I have a high cardinality measurement with traffic data stored every 5 minutes:
fieldKeys: bytes,packets (both integer) and tagKeys: device, asnum.
Tag “asnum” (AS number) is the main contributor to series cardinality.
It looks ok so far to keep all series for short term retention policy.
For longer periods I’d like to create another “longterm” measurement with the same tag “device” values, top(100) _asnum_s with original asnum tag values and tag the sum over all other asnum tags on device with asnum=‘others’.
By top(100) here I mean asnums with highest bytes per time slot on device.

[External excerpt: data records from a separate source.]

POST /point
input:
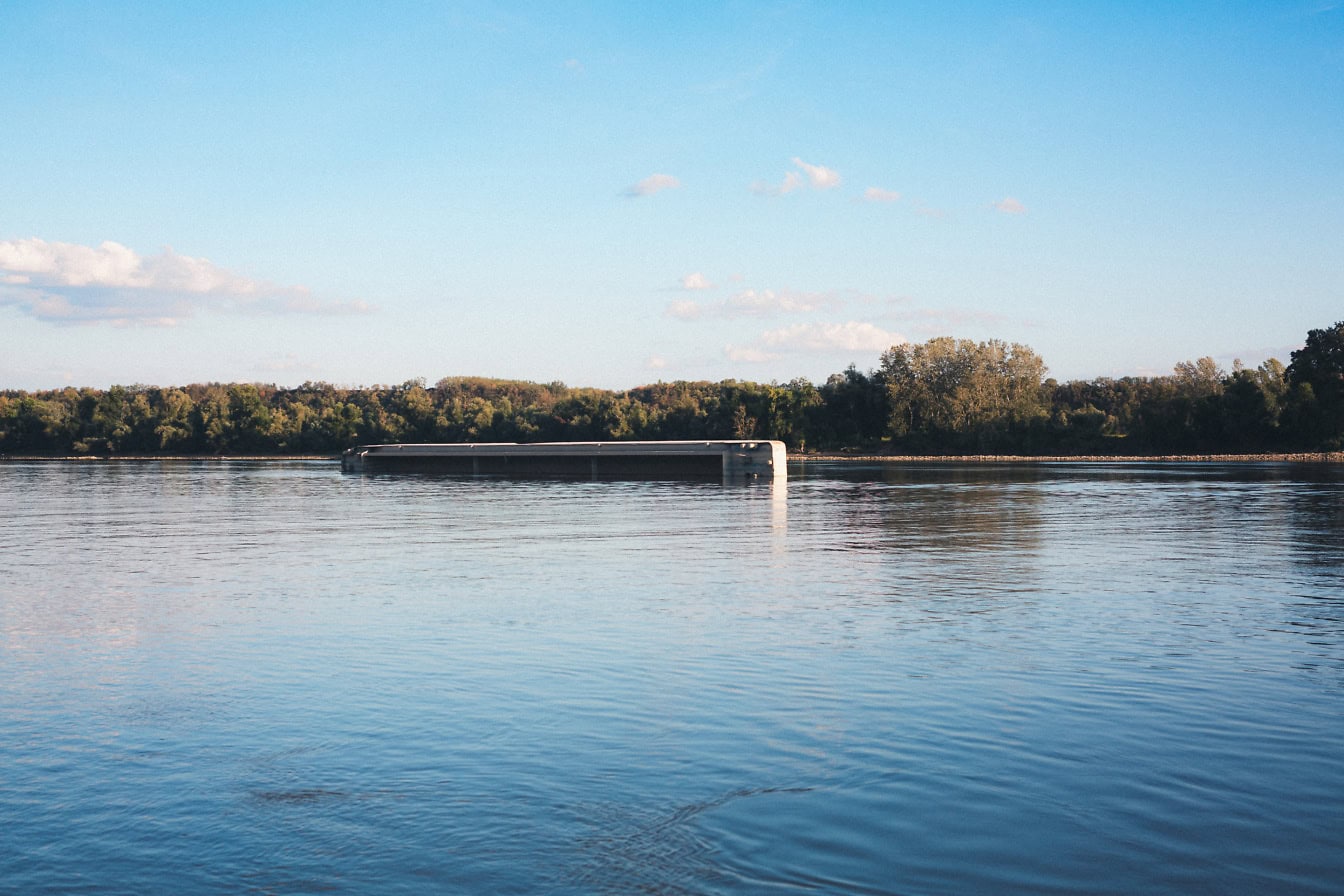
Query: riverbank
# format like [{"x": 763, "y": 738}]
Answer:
[
  {"x": 1301, "y": 457},
  {"x": 1315, "y": 457}
]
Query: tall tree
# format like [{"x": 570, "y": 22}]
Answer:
[{"x": 1316, "y": 378}]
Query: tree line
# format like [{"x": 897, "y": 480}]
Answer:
[{"x": 942, "y": 396}]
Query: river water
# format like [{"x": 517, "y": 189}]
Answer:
[{"x": 272, "y": 677}]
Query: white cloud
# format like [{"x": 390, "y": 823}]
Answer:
[
  {"x": 820, "y": 176},
  {"x": 67, "y": 282},
  {"x": 684, "y": 309},
  {"x": 652, "y": 184},
  {"x": 851, "y": 336},
  {"x": 768, "y": 301},
  {"x": 816, "y": 339},
  {"x": 749, "y": 355},
  {"x": 879, "y": 195},
  {"x": 751, "y": 302},
  {"x": 790, "y": 182}
]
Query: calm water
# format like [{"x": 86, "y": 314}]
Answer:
[{"x": 277, "y": 679}]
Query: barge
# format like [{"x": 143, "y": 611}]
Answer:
[{"x": 700, "y": 460}]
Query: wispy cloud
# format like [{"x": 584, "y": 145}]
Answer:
[
  {"x": 850, "y": 336},
  {"x": 684, "y": 309},
  {"x": 67, "y": 282},
  {"x": 751, "y": 302},
  {"x": 820, "y": 176},
  {"x": 817, "y": 176},
  {"x": 816, "y": 339},
  {"x": 652, "y": 184},
  {"x": 792, "y": 182},
  {"x": 749, "y": 353}
]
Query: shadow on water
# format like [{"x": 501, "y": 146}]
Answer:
[{"x": 653, "y": 850}]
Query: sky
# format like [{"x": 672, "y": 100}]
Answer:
[{"x": 616, "y": 194}]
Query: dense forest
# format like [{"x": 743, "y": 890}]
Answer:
[{"x": 942, "y": 396}]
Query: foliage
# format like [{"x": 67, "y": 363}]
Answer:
[{"x": 942, "y": 396}]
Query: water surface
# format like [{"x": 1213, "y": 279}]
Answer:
[{"x": 272, "y": 677}]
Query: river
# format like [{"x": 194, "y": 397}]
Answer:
[{"x": 272, "y": 677}]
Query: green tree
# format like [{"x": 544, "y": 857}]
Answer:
[
  {"x": 1319, "y": 411},
  {"x": 961, "y": 394}
]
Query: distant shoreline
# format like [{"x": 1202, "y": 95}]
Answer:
[
  {"x": 1300, "y": 457},
  {"x": 1303, "y": 457}
]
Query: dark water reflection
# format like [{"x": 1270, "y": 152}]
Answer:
[{"x": 272, "y": 677}]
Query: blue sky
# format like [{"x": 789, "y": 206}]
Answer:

The goal is to reduce longterm series cardinality and speed up queries without loosing longtail data traffic completely. Another goal is to get more compact dataset for grafana piechartorheatmap panel plugins.
Can this goal be achieved with influxql query or a sequence of queries?
My guess is to use “select into” queries for this.
Later on I can wrap them into continuous queries or just run batch job periodically.
Query like
select top(bytes,“asnum”,100) as ‘topbytes’, top(packets,“asnum”,100) from “measurementName” where <some_time_range> group by time(5m), “device”, “asnum”
should do the first part.
The questions I have:
- How to do the second part - get sum(bytes) for remaining (not top100) asnums and assign tag asnum=‘others’ for this sum?
- Are there other better approaches to the problem?